Everyone, and I meaneveryonein the station was staring at us.

“Myra?” Delaney’s long brown hair was pulled back in a pony tail, except for the little stray tendrils she couldn’t ever tame. She had on jeans and her short-sleeve uniform shirt that looked good on her lean frame, the badge visible on her pocket. She held a steaming mug of coffee in one hand, a maple bar in the other, but she still looked like she was half a second from pulling her gun. “Everything okay there?”

“Oh, she’s fine,” Bathin said. “Tip-top shape.”

“Let. Go.” I got my feet under me and levered backward.

Bathin snatched his hands away like I’d just turned to ice. Good choice, because I wasn’t above accidentally-on-purpose mule-kicking him if needed.

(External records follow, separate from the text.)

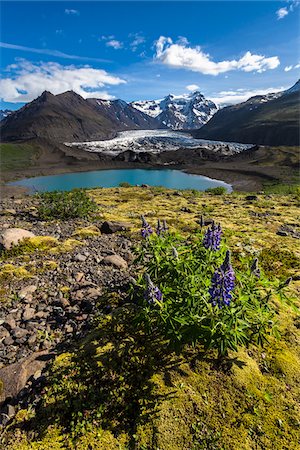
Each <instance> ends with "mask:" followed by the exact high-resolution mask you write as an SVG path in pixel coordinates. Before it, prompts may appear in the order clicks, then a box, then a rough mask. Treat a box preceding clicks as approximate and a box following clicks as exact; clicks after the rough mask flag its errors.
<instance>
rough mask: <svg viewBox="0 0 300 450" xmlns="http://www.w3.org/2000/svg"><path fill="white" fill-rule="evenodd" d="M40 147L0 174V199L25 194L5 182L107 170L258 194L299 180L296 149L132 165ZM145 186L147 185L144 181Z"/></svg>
mask: <svg viewBox="0 0 300 450" xmlns="http://www.w3.org/2000/svg"><path fill="white" fill-rule="evenodd" d="M42 144H43V145H40V152H39V154H38V157H37V158H36V159H35V160H33V161H31V165H27V166H26V167H24V166H22V167H14V168H11V169H7V170H2V173H1V182H0V195H1V197H3V198H4V197H12V196H23V195H24V194H26V192H27V190H26V188H23V187H19V186H8V185H7V184H6V183H7V182H11V181H17V180H20V179H24V178H30V177H38V176H48V175H59V174H64V173H66V174H67V173H77V172H78V173H79V172H89V171H95V170H108V169H156V170H159V169H161V170H164V169H176V170H181V171H183V172H186V173H190V174H196V175H203V176H207V177H209V178H213V179H217V180H222V181H224V182H225V183H228V184H230V185H232V187H233V190H235V191H241V192H258V191H261V190H263V188H264V186H265V184H270V183H271V184H277V183H282V184H290V183H293V182H294V181H295V180H296V179H298V175H297V168H298V164H299V155H298V149H297V148H295V147H294V148H293V147H263V146H260V147H258V148H257V149H255V150H250V151H247V152H242V153H240V154H238V155H236V156H234V157H229V158H218V159H216V160H211V159H207V158H206V159H205V158H201V157H199V155H196V156H195V154H194V153H193V152H192V151H189V152H188V153H189V155H190V158H189V161H188V162H187V151H184V149H183V150H182V151H180V152H163V154H162V155H161V157H160V160H157V159H154V160H153V159H152V160H148V161H141V160H138V161H134V162H133V161H126V160H117V159H114V160H112V159H110V158H104V157H102V158H101V159H100V158H99V156H98V155H96V154H95V153H94V154H91V153H88V152H85V151H78V150H77V151H74V150H72V152H71V153H70V152H69V151H68V153H64V152H65V151H66V148H65V147H64V148H63V151H62V150H61V149H60V148H58V147H57V148H56V147H53V148H51V151H52V153H51V152H50V147H47V146H46V145H45V143H42ZM164 155H165V156H164ZM87 158H88V159H87ZM274 158H275V160H276V161H275V163H274ZM271 162H272V164H271ZM29 164H30V163H29ZM145 184H147V181H146V180H145Z"/></svg>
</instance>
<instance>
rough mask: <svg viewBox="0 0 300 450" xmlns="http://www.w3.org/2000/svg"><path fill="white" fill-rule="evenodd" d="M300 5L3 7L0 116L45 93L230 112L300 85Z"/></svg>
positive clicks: (63, 5) (1, 36) (32, 6)
mask: <svg viewBox="0 0 300 450" xmlns="http://www.w3.org/2000/svg"><path fill="white" fill-rule="evenodd" d="M299 3H300V2H298V1H290V2H287V1H282V2H281V1H276V2H273V1H259V2H253V1H250V2H246V1H233V2H227V1H222V2H217V1H209V2H208V1H207V2H205V1H199V2H195V1H194V2H188V1H185V2H170V1H169V2H153V1H152V2H144V1H135V2H124V1H123V2H114V1H111V2H80V1H76V2H72V1H69V2H61V1H56V2H42V1H35V2H26V1H23V2H12V1H3V2H2V18H1V25H2V31H1V69H2V70H1V72H2V80H1V81H0V96H1V105H0V108H11V109H17V108H19V107H20V106H22V105H23V104H24V102H27V101H30V100H32V99H34V98H35V97H36V96H37V95H39V94H41V92H42V91H43V90H50V91H51V92H53V93H55V94H56V93H60V92H63V91H66V90H69V89H73V90H75V91H77V92H78V93H79V94H81V95H83V96H84V97H91V96H97V97H102V98H122V99H124V100H126V101H131V100H143V99H156V98H161V97H163V96H165V95H167V94H168V93H173V94H176V95H179V94H182V93H187V92H189V91H191V90H195V89H198V90H200V91H201V92H203V93H204V94H205V95H206V96H207V97H208V98H212V99H214V100H215V101H217V102H218V103H220V104H227V103H236V102H239V101H242V100H245V99H246V98H248V97H249V96H251V95H252V94H257V93H265V92H271V91H275V90H280V89H282V88H287V87H289V86H291V85H292V84H294V83H295V82H296V81H297V79H298V78H299V68H300V65H299V63H300V55H299V48H300V46H299V11H300V7H299Z"/></svg>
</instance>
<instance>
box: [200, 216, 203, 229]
mask: <svg viewBox="0 0 300 450" xmlns="http://www.w3.org/2000/svg"><path fill="white" fill-rule="evenodd" d="M199 225H200V227H201V228H203V226H204V217H203V216H200V219H199Z"/></svg>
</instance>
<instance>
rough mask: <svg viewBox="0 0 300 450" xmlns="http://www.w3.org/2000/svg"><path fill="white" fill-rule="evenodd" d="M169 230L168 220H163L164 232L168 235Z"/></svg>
mask: <svg viewBox="0 0 300 450" xmlns="http://www.w3.org/2000/svg"><path fill="white" fill-rule="evenodd" d="M168 229H169V227H168V225H167V222H166V219H164V220H163V232H164V233H167V232H168Z"/></svg>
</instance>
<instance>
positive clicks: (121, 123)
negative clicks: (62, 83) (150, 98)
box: [87, 98, 165, 131]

Over at her desk, Jean, who had pink hair this week, handed Hogan, her baker boyfriend, her donut. He slid off the edge of her desk to get out of her way.

Jean was taller than me, but not as tall as Delaney. She had a way of being friendly and non-confrontational that made people think she never got angry.

They were dead wrong.

“My intent was pure,” Bathin lied like a liar-McDemon-face.

Both sisters walked toward me, eyes flicking over my shoulder from the demon to me, gauging my anger.

I shook my head. “I tripped over his stupid foot.”

“Did he push you?” Delaney asked.

“No.”

“You okay?” Jean asked.

“I’m fine.”

She nodded, her loose, rose-colored hair shifting with the movement. “Do I smell cinnamon? Homemade, Myra? Really?”

“Made them last night. Dad’s recipe.”